Headquarters later moved to Seattle as the business grew through further purchases and expanded its reach around the world.

Over the years Getty Images assembled one of the largest privately held collections of photographs.

It covers breaking news, sports, entertainment, creative work for advertising and design, and an extensive historical archive that stretches back to the earliest days of photography.

The company works with hundreds of thousands of individual creators and maintains partnerships that let it cover major events each year. It now runs several brands: the core Getty Images service for premium editorial and creative material, iStock for more accessible royalty-free options, and Unsplash, which hosts images contributed by a community of photographers.

The business went public and trades under the ticker GETY.

Getty's relationship with emerging technologies has shifted over time.

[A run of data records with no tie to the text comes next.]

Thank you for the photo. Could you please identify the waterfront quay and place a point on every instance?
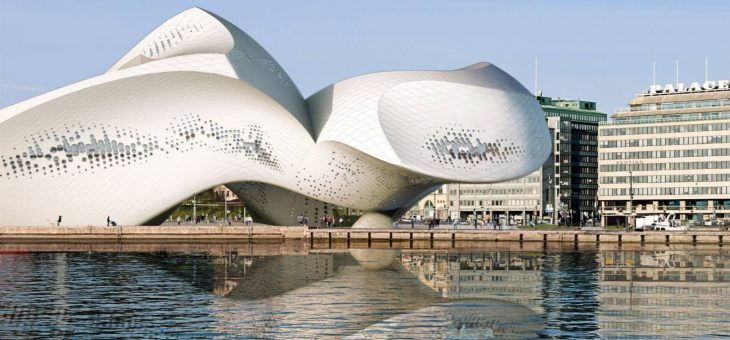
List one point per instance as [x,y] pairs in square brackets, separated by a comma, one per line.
[259,232]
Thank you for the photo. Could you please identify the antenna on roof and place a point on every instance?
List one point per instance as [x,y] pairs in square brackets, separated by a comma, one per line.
[677,74]
[535,77]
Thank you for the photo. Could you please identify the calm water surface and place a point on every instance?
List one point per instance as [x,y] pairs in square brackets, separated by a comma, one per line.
[363,294]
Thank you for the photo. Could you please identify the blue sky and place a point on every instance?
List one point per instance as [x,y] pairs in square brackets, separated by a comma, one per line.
[599,51]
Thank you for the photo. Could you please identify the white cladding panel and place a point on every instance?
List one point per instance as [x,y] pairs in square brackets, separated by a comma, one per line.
[212,107]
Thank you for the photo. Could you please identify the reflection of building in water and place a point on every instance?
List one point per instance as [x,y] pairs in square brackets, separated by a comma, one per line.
[672,293]
[246,277]
[512,277]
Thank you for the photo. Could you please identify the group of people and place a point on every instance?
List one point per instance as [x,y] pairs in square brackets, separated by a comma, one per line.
[302,220]
[213,219]
[326,221]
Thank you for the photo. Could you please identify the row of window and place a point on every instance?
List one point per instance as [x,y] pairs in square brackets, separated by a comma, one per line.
[667,178]
[520,203]
[681,105]
[645,130]
[665,166]
[577,116]
[665,141]
[694,190]
[669,118]
[665,154]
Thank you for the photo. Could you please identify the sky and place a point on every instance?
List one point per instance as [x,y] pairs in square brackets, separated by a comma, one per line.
[599,51]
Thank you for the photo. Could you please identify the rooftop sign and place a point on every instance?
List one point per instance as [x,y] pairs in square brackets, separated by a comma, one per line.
[710,85]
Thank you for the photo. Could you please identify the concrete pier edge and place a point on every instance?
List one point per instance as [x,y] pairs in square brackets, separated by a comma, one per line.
[171,233]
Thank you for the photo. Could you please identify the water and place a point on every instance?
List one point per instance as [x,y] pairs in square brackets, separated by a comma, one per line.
[366,293]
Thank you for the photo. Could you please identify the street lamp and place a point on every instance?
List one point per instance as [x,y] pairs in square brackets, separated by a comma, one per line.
[631,199]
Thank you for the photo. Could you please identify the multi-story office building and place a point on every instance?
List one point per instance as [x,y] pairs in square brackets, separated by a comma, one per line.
[564,188]
[668,153]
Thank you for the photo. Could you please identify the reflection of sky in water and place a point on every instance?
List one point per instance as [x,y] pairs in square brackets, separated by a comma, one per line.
[392,295]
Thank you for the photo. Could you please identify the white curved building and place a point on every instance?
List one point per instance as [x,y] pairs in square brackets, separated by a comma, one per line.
[198,103]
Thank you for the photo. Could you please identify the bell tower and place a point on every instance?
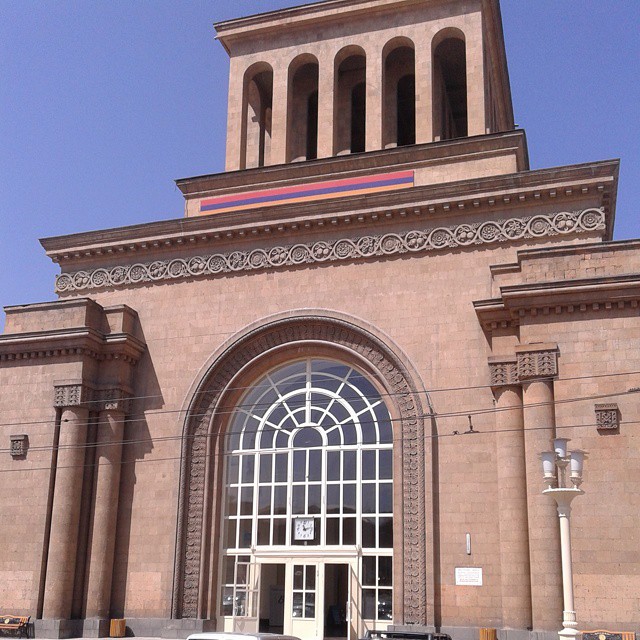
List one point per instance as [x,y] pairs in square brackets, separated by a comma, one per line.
[346,76]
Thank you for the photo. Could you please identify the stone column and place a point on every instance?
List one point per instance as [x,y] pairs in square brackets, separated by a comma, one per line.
[326,114]
[512,494]
[373,127]
[279,115]
[105,513]
[424,93]
[537,367]
[65,518]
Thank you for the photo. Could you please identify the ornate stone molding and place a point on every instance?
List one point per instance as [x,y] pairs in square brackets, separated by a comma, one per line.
[19,445]
[197,432]
[503,370]
[72,395]
[370,246]
[607,416]
[112,399]
[537,362]
[103,399]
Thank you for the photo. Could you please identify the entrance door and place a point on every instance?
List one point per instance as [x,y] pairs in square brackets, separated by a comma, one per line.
[304,600]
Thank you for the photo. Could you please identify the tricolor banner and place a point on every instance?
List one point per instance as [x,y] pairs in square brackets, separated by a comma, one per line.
[308,192]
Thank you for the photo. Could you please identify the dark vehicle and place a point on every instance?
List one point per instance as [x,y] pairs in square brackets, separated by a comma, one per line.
[405,635]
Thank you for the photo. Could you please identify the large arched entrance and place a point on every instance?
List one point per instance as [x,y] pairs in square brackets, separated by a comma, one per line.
[303,485]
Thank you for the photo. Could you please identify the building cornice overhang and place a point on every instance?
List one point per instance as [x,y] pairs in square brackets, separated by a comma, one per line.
[72,342]
[518,302]
[259,25]
[500,195]
[360,164]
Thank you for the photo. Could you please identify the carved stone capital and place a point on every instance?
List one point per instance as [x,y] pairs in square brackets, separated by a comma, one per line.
[73,394]
[607,416]
[504,371]
[19,445]
[537,361]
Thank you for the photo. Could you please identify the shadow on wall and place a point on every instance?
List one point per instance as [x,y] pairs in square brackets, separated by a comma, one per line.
[138,445]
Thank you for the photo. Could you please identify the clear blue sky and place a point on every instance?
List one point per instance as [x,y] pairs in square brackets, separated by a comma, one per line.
[103,103]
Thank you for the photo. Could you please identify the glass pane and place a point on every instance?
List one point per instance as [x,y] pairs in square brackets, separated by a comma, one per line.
[385,571]
[227,601]
[229,567]
[314,500]
[282,467]
[369,533]
[264,501]
[384,604]
[386,464]
[299,466]
[297,605]
[349,433]
[279,530]
[310,583]
[315,465]
[263,532]
[386,498]
[369,604]
[265,468]
[279,501]
[232,501]
[231,534]
[297,502]
[298,576]
[386,533]
[333,465]
[333,531]
[310,605]
[349,465]
[248,463]
[246,501]
[368,498]
[333,498]
[349,498]
[349,531]
[240,608]
[245,534]
[232,469]
[369,571]
[368,465]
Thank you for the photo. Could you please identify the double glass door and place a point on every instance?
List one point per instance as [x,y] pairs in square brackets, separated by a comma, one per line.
[304,597]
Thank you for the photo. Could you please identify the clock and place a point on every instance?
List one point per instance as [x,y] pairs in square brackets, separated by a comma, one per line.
[303,528]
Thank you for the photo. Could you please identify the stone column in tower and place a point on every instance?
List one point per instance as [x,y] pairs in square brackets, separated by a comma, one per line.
[512,494]
[112,405]
[73,399]
[537,368]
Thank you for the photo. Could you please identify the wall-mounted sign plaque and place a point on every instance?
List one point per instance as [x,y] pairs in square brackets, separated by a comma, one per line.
[468,577]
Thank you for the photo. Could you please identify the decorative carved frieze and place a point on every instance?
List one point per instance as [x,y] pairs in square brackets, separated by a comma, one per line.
[607,416]
[102,399]
[72,395]
[537,363]
[504,371]
[19,445]
[344,249]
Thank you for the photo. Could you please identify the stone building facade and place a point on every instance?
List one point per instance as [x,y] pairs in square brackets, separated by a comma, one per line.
[318,401]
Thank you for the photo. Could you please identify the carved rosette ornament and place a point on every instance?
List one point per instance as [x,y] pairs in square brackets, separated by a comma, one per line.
[354,248]
[197,431]
[607,416]
[503,371]
[537,363]
[72,395]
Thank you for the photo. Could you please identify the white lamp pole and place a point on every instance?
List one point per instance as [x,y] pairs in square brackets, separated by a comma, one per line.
[554,467]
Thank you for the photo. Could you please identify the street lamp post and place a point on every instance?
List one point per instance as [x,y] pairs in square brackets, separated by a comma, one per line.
[555,465]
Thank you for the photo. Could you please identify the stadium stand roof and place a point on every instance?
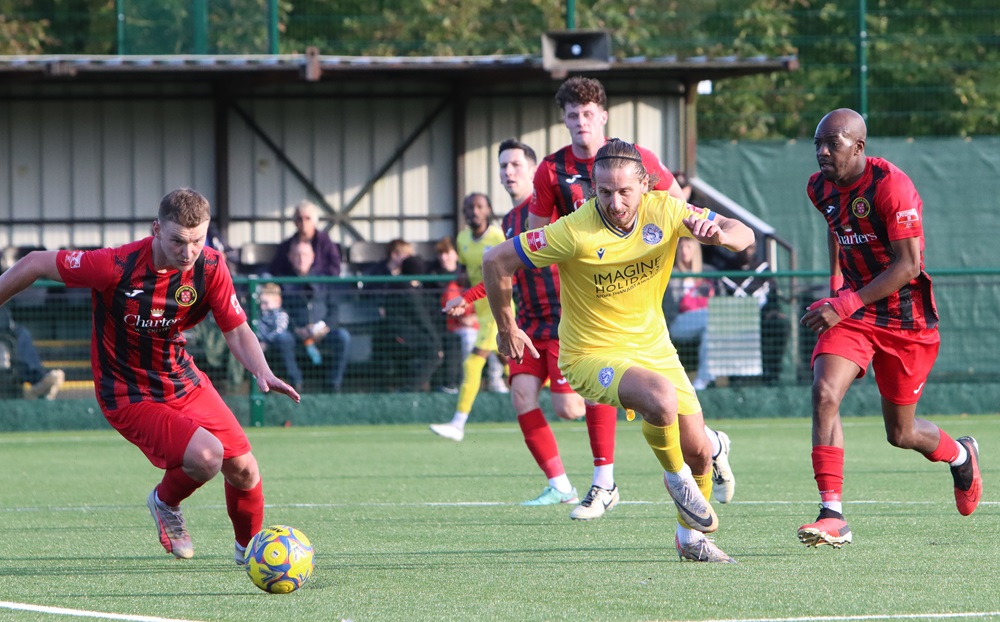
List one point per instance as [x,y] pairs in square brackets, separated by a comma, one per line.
[286,68]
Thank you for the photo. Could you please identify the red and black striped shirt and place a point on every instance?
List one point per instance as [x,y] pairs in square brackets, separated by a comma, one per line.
[137,346]
[865,218]
[536,290]
[563,183]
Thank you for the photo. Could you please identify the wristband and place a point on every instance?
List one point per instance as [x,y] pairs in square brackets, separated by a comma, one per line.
[474,293]
[845,304]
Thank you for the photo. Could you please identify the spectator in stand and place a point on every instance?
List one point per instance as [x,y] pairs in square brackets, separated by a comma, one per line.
[775,327]
[460,332]
[45,383]
[326,252]
[312,311]
[685,306]
[272,329]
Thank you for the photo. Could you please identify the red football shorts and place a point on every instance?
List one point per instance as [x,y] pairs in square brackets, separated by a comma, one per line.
[901,359]
[545,367]
[162,430]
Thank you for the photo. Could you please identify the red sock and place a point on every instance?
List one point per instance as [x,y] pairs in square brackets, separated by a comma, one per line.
[946,451]
[176,486]
[246,511]
[828,467]
[601,422]
[541,442]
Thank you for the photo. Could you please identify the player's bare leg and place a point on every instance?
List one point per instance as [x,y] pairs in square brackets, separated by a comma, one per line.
[832,377]
[202,460]
[904,430]
[654,397]
[244,499]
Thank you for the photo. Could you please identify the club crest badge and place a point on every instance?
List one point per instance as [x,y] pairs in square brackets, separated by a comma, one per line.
[186,295]
[536,240]
[861,207]
[605,376]
[651,234]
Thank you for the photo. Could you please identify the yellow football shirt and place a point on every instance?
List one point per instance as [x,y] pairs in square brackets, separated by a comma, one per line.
[470,254]
[612,283]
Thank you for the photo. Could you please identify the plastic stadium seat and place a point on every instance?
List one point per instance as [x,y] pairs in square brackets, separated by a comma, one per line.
[255,257]
[365,252]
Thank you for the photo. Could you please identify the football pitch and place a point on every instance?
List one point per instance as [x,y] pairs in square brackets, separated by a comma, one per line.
[409,526]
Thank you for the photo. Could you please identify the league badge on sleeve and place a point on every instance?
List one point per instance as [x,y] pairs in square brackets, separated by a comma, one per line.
[536,240]
[73,259]
[605,376]
[651,234]
[908,218]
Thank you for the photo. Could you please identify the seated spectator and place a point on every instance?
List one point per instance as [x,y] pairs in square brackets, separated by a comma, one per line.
[460,332]
[326,252]
[685,306]
[398,251]
[273,331]
[27,364]
[312,313]
[775,328]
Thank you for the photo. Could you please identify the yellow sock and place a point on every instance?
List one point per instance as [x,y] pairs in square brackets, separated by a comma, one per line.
[666,445]
[472,378]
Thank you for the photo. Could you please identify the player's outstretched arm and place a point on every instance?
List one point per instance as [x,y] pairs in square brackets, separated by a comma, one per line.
[33,266]
[727,232]
[243,344]
[499,265]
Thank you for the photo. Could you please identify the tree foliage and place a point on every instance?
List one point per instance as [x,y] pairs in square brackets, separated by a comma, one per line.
[933,65]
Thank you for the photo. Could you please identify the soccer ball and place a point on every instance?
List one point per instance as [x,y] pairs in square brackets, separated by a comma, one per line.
[279,559]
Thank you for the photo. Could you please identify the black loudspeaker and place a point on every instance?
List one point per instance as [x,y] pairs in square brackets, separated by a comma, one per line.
[576,49]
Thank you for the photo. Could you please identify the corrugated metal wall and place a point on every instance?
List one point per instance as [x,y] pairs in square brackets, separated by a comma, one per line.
[653,122]
[99,162]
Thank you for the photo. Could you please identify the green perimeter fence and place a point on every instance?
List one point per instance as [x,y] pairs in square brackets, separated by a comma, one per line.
[400,363]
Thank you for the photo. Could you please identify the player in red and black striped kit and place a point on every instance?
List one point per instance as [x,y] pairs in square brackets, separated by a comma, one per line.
[536,297]
[562,184]
[881,311]
[145,294]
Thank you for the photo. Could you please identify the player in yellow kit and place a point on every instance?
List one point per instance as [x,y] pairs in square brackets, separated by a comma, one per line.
[614,256]
[471,243]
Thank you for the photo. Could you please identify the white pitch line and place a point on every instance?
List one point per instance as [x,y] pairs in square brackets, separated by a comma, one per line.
[893,616]
[321,506]
[83,613]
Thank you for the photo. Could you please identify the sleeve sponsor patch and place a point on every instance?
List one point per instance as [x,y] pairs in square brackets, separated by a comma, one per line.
[536,240]
[907,217]
[73,259]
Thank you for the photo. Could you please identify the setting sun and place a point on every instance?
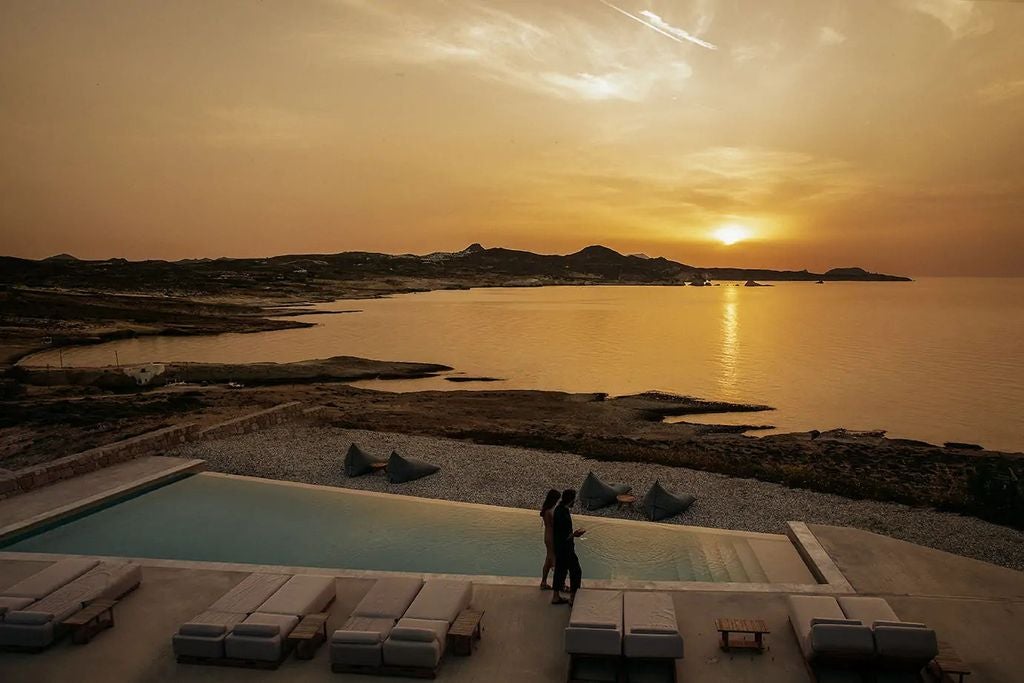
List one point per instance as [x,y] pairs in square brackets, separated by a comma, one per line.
[731,233]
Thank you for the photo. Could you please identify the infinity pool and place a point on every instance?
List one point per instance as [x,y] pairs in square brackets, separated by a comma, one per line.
[215,517]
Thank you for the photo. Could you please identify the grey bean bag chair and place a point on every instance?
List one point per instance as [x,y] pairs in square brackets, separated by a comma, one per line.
[401,469]
[595,494]
[658,503]
[357,461]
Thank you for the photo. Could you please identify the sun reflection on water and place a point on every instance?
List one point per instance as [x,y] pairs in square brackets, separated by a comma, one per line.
[729,353]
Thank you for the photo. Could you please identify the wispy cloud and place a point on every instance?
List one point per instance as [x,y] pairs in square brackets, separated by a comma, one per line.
[1001,91]
[556,54]
[962,17]
[680,33]
[829,36]
[652,20]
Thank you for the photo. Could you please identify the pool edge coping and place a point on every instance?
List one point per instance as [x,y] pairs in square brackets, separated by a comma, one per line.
[829,579]
[817,559]
[520,582]
[57,514]
[440,501]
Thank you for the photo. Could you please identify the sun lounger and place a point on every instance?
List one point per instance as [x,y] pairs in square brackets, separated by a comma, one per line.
[897,643]
[650,627]
[594,635]
[358,644]
[824,632]
[417,643]
[41,584]
[38,625]
[261,637]
[202,637]
[596,624]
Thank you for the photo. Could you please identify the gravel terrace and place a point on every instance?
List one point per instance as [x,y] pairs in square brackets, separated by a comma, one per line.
[519,477]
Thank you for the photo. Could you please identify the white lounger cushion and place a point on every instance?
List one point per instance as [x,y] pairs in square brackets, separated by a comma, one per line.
[424,646]
[651,630]
[29,617]
[595,624]
[440,600]
[894,639]
[359,641]
[43,583]
[109,580]
[33,627]
[301,595]
[249,594]
[824,632]
[388,598]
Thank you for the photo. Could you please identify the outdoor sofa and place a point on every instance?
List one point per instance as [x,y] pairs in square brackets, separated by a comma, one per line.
[898,644]
[262,637]
[609,629]
[202,638]
[38,625]
[825,633]
[44,582]
[417,642]
[357,646]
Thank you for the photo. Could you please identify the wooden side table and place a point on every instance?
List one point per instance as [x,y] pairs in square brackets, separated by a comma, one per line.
[465,632]
[948,664]
[89,621]
[756,627]
[308,635]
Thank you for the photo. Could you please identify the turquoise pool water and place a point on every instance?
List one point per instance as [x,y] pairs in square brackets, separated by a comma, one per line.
[212,517]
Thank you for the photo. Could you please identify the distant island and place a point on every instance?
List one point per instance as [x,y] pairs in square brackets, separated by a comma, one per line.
[323,273]
[64,300]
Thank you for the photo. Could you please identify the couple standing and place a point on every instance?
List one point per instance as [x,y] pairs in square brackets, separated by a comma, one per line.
[559,538]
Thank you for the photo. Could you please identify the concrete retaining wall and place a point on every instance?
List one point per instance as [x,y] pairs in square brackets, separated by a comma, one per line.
[155,442]
[253,421]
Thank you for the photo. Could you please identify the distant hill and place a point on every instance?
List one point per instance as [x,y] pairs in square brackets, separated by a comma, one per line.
[305,274]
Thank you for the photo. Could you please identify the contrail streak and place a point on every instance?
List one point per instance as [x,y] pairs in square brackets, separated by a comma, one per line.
[682,36]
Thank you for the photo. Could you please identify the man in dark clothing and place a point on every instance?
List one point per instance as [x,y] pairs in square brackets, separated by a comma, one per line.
[565,557]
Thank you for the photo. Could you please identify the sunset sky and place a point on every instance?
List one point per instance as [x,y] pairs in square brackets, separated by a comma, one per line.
[882,133]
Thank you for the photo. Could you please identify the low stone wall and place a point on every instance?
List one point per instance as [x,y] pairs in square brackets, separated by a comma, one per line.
[155,442]
[254,421]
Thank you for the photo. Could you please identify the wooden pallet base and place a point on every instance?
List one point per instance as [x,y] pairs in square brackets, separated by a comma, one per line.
[228,662]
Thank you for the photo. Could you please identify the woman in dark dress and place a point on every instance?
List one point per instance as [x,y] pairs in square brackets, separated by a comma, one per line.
[566,561]
[547,516]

At one stage it restricted AI-generated images on its own platforms and pursued legal action against developers accused of using its pictures without permission to train models. It later introduced its own generative tools built on properly licensed content and began forming controlled partnerships that let selected platforms surface its library.

A comparable agreement with Perplexity preceded the OpenAI deal. In each case the emphasis has remained on licensed material that keeps attribution and payment intact for the people who created the original work.

The OpenAI arrangement continues that direction.

Getty Images | OpenAI

Images that appear inside ChatGPT remain the same licensed photographs already available through Getty's normal channels. They surface to enrich answers rather than to serve as raw material for retraining systems. Observers noted that Getty's stock price rose sharply in the trading session after the news became public, a reaction that highlighted investor attention to licensing deals between established visual archives and large AI developers.

Visual content has always depended on clear rights and reliable sourcing.

Getty Images began by solving practical problems of access and licensing in the early internet era, and it now faces a similar set of questions as AI systems start to handle more image-related tasks.

The current partnership supplies one concrete example of how a long-standing archive can contribute to new platforms while still directing value back to the photographers and rights holders whose work forms the foundation of the collection.